Help detect this kind of malicious activity in the future by writing some Suricata rules. Work with Dusty Giftwrap in the Tolkien Ring to get some hints.
Let's open the terminal:
Use your investigative analysis skills and the suspicious.pcap file to help develop Suricata rules for the elves!
There's a short list of rules started in suricata.rules in your home directory.
First off, the STINC (Santa's Team of Intelligent Naughty Catchers) has a lead for us.
They have some Dridex indicators of compromise to check out.
First, please create a Suricata rule to catch DNS lookups for adv.epostoday.uk.
Whenever there's a match, the alert message (msg) should read Known bad DNS lookup, possible Dridex infection.
Add your rule to suricata.rules
Once you think you have it right, run ./rule_checker to see how you've done!
As you get rules correct, rule_checker will ask for more to be added.
If you want to start fresh, you can exit the terminal and start again or cp suricata.rules.backup suricata.rules
Good luck, and thanks for helping save the North Pole!
Let's create our first rule according to Suricata Docs, chapter 6.14:
alert dns $HOME_NET any -> any any (msg:"Known bad DNS lookup, possible Dridex infection"; dns_query; content:"adv.epostoday.uk"; nocase; sid:1;)
We run the checker:
elf@755c971f69bd:~$ ./rule_checker
...
First rule looks good!
STINC thanks you for your work with that DNS record! In this PCAP, it points to 192.185.57.242.
Develop a Suricata rule that alerts whenever the infected IP address 192.185.57.242 communicates with internal systems over HTTP.
When there's a match, the message (msg) should read Investigate suspicious connections, possible Dridex infection
Let's create our second bi-directional rule according to Suricata Docs, chapter 6.12:
alert http [192.185.57.242,$HOME_NET] any -> [192.185.57.242,$HOME_NET] any (msg:"Investigate suspicious connections, possible Dridex infection"; flow: established;)
We run the checker:
elf@d905f5900694:~$ ./rule_checker
...
First rule looks good!
Second rule looks good!
We heard that some naughty actors are using TLS certificates with a specific CN.

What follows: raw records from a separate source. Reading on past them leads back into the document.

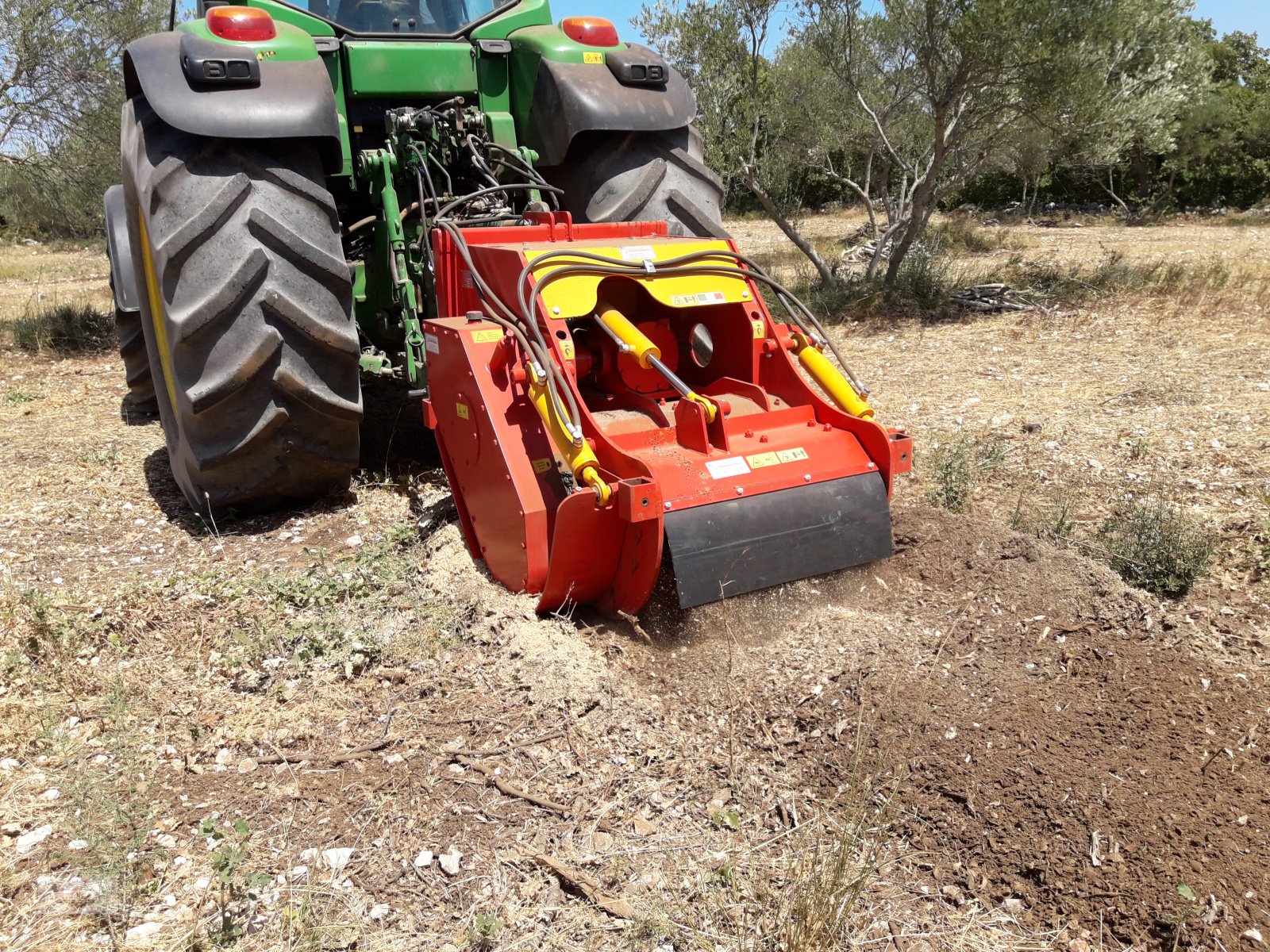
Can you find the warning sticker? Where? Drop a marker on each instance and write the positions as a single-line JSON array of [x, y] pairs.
[[638, 253], [723, 469], [706, 298], [761, 460]]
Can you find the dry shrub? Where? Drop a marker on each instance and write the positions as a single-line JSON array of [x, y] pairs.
[[64, 329]]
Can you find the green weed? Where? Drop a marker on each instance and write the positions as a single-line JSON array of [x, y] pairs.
[[956, 467], [1156, 546]]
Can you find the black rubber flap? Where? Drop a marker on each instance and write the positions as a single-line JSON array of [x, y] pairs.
[[747, 543]]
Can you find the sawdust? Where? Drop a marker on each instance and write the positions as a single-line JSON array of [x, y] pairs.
[[999, 710]]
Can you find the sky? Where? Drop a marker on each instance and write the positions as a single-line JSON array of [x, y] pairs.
[[1227, 16]]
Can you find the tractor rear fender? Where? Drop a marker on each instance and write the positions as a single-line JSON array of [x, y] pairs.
[[124, 276], [573, 98], [279, 98]]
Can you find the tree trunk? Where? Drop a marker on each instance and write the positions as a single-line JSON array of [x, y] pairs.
[[791, 232]]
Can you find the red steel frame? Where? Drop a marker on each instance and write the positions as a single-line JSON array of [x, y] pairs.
[[514, 505]]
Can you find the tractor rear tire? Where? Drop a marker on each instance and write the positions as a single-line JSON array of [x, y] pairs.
[[611, 177], [247, 314]]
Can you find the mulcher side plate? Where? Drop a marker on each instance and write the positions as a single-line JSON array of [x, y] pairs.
[[723, 550]]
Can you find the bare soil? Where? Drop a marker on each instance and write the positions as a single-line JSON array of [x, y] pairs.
[[1010, 747]]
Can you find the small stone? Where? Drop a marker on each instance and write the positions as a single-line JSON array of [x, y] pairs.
[[143, 932], [450, 862], [337, 857], [27, 842]]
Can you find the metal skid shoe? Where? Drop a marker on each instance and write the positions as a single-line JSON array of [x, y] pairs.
[[601, 391]]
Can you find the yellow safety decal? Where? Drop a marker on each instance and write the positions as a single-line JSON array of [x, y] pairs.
[[708, 298], [156, 321]]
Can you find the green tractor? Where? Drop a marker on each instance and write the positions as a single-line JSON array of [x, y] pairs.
[[283, 167]]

Develop a Suricata rule to match and alert on an SSL certificate for heardbellith.Icanwepeh.nagoya.
When your rule matches, the message (msg) should read Investigate bad certificates, possible Dridex infection
Let's create our third rule according to Suricata Docs, chapter 6.15. As we get a SC_ERR_DUPLICATE_SIG
error, we introduce a newer sid:
alert tls $EXTERNAL_NET any -> $HOME_NET any (msg:"Investigate bad certificates, possible Dridex infection"; flow:established,to_client; tls.cert_subject; content:"CN=heardbellith.Icanwepeh.nagoya";sid:10002;)
We run the checker:
elf@d905f5900694:~$ ./rule_checker
...
First rule looks good!
Second rule looks good!
Third rule looks good!
OK, one more to rule them all and in the darkness find them.
Let's watch for one line from the JavaScript: let byteCharacters = atob
Oh, and that string might be GZip compressed - I hope that's OK!

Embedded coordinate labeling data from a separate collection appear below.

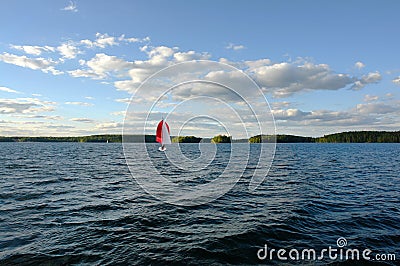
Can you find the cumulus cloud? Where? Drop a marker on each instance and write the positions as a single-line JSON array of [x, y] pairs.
[[102, 41], [79, 103], [368, 115], [5, 89], [235, 47], [33, 49], [396, 80], [285, 79], [25, 106], [70, 7], [68, 50], [45, 65], [123, 100], [359, 65], [83, 120], [370, 98], [101, 66], [373, 77]]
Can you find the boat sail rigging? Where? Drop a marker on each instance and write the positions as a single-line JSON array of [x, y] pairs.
[[162, 135]]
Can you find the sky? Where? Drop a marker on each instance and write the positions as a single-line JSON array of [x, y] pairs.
[[71, 68]]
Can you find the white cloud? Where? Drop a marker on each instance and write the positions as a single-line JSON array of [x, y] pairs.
[[71, 7], [103, 40], [123, 100], [235, 47], [359, 65], [5, 89], [68, 50], [375, 115], [79, 103], [376, 108], [45, 65], [25, 106], [370, 98], [83, 120], [396, 80], [190, 55], [107, 126], [102, 66], [373, 77], [285, 79], [33, 49], [118, 113]]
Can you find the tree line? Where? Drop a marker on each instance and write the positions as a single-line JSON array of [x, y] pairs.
[[344, 137]]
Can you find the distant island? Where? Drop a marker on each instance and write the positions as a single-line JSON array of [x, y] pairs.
[[344, 137]]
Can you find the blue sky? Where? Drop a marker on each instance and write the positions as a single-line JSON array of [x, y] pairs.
[[70, 68]]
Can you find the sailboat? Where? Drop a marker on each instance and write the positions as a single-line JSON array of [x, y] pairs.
[[162, 135]]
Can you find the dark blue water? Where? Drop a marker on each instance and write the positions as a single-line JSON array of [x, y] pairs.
[[73, 203]]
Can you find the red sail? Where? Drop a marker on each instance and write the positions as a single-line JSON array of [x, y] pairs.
[[159, 131]]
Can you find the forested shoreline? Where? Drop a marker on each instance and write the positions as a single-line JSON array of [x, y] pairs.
[[344, 137]]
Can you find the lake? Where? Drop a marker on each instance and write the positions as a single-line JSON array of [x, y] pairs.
[[77, 203]]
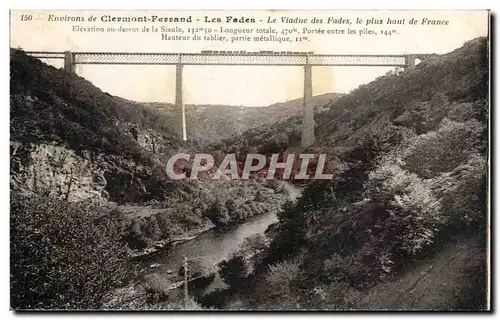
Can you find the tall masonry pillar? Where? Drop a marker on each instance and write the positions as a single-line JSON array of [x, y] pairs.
[[69, 62], [307, 138], [179, 103], [410, 61]]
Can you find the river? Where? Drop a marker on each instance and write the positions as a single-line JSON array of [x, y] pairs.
[[211, 247]]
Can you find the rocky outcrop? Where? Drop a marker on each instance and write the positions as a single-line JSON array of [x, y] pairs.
[[55, 171]]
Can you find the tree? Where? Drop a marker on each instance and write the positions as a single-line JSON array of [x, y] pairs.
[[61, 257]]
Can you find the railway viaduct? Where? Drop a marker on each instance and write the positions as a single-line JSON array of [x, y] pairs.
[[306, 60]]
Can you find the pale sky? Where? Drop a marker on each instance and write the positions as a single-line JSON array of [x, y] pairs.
[[241, 85]]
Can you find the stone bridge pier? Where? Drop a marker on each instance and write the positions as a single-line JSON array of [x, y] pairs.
[[179, 60]]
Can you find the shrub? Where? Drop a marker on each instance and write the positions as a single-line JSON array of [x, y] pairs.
[[61, 258], [156, 288], [443, 150]]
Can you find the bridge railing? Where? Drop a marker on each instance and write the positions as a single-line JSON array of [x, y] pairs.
[[125, 58]]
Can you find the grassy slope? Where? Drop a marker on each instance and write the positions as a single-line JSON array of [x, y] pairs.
[[412, 153]]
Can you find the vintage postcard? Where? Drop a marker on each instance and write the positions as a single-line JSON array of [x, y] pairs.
[[250, 160]]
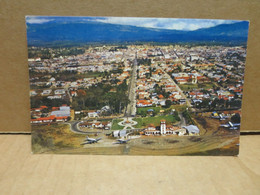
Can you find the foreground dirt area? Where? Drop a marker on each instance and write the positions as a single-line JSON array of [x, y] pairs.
[[59, 139]]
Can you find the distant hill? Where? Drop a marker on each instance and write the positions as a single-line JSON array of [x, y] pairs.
[[60, 32]]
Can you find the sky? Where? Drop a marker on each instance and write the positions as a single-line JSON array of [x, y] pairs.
[[161, 23]]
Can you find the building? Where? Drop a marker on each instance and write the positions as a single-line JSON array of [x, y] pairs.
[[192, 130], [63, 111]]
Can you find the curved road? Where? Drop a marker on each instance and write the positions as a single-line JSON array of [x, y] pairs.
[[74, 128], [131, 107]]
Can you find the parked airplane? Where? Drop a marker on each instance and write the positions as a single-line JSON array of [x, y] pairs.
[[121, 141], [90, 140], [231, 125], [220, 117]]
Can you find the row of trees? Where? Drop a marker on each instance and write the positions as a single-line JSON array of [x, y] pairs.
[[100, 95], [218, 104]]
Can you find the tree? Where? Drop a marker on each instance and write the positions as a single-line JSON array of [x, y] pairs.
[[82, 95], [236, 118], [168, 103]]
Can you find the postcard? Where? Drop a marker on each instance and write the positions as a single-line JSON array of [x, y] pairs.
[[136, 86]]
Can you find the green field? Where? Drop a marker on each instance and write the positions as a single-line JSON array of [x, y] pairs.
[[156, 109], [143, 122], [115, 125], [186, 87]]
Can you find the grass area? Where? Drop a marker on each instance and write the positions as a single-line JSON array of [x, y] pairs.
[[54, 137], [143, 122], [156, 109], [179, 108], [115, 125], [186, 87]]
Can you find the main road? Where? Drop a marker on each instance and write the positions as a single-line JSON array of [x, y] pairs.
[[131, 106], [177, 87]]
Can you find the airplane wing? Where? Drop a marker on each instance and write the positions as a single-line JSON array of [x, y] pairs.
[[87, 142]]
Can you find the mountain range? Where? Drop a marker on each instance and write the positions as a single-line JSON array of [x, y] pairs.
[[86, 32]]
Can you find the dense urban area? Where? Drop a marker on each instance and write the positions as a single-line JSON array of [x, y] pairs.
[[130, 99]]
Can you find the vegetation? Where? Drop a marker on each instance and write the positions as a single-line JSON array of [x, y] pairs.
[[156, 120], [54, 137], [188, 87], [98, 96], [115, 125]]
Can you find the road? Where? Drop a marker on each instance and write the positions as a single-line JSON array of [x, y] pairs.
[[74, 128], [131, 107], [177, 87]]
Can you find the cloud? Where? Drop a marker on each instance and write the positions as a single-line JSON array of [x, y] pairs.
[[159, 23], [164, 23], [37, 20]]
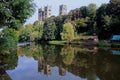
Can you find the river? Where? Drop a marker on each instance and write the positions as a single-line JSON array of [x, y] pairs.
[[55, 62]]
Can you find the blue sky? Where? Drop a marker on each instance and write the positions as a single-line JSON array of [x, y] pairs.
[[71, 4]]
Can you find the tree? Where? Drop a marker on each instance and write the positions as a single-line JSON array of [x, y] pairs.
[[8, 39], [15, 12], [68, 32], [115, 7], [49, 29], [91, 12], [26, 33], [38, 30]]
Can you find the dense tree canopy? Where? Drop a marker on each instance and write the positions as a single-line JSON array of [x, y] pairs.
[[15, 12]]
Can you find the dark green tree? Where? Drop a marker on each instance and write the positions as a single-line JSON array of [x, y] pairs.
[[49, 29], [15, 12]]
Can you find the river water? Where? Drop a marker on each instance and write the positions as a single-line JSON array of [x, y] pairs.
[[55, 62]]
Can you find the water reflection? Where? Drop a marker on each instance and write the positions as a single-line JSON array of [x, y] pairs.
[[50, 62]]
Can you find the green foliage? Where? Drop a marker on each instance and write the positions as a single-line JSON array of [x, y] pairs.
[[49, 29], [68, 32], [15, 12], [67, 54], [91, 10], [38, 30], [8, 39], [26, 32]]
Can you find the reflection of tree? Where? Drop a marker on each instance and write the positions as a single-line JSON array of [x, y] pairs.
[[3, 74], [30, 51], [79, 61], [8, 60], [67, 54]]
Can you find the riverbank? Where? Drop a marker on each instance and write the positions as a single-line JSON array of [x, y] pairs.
[[99, 44]]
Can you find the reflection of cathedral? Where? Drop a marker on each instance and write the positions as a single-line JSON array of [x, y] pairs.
[[46, 69], [62, 71]]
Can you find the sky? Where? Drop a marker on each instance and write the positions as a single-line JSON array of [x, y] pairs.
[[71, 4]]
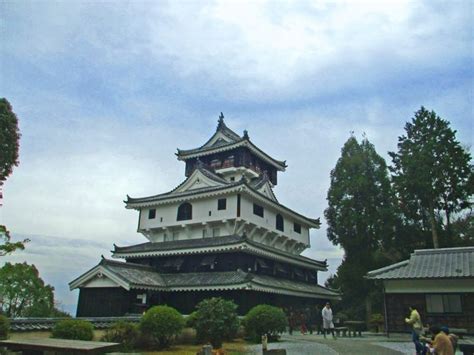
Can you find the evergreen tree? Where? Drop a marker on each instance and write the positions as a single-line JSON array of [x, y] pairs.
[[24, 293], [432, 174], [9, 139], [9, 145], [360, 217]]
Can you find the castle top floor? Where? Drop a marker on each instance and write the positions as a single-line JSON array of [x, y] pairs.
[[231, 156]]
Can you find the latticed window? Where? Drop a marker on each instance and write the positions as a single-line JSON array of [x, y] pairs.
[[257, 210], [185, 211], [279, 223]]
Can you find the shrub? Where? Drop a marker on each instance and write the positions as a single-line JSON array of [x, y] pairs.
[[376, 321], [122, 332], [4, 327], [161, 324], [265, 319], [73, 329], [191, 320], [216, 321]]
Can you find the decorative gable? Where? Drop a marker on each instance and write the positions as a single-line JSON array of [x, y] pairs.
[[199, 180], [266, 190]]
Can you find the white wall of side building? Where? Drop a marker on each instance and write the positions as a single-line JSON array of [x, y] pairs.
[[166, 214]]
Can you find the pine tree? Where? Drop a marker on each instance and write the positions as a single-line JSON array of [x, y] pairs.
[[360, 217], [432, 174]]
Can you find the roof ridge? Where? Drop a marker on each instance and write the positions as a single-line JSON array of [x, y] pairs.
[[389, 267], [105, 261], [443, 250]]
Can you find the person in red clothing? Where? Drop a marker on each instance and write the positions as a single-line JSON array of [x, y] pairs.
[[302, 320]]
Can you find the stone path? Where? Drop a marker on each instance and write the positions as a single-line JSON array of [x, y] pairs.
[[316, 344]]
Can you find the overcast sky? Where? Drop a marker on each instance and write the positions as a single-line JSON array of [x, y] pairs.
[[106, 91]]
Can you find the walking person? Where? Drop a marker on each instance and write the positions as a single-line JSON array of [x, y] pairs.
[[328, 325], [302, 320], [417, 326]]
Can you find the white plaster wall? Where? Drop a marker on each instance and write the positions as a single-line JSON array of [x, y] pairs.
[[201, 210], [165, 227], [427, 286], [269, 220]]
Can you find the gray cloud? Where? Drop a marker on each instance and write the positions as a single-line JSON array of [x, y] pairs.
[[105, 94]]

Just in case they try this again, please alert on that HTTP data with message Suspicious JavaScript function, possible Dridex infection
Let's create our fourth rule:
alert http any any -> any any (msg:"Suspicious JavaScript function, possible Dridex infection"; flow:established,from_server; http.response_body; content:"let byteCharacters = atob"; sid:10003;)
Running the checker once again, we have solved that challenge and recovered the Tolkien Ring.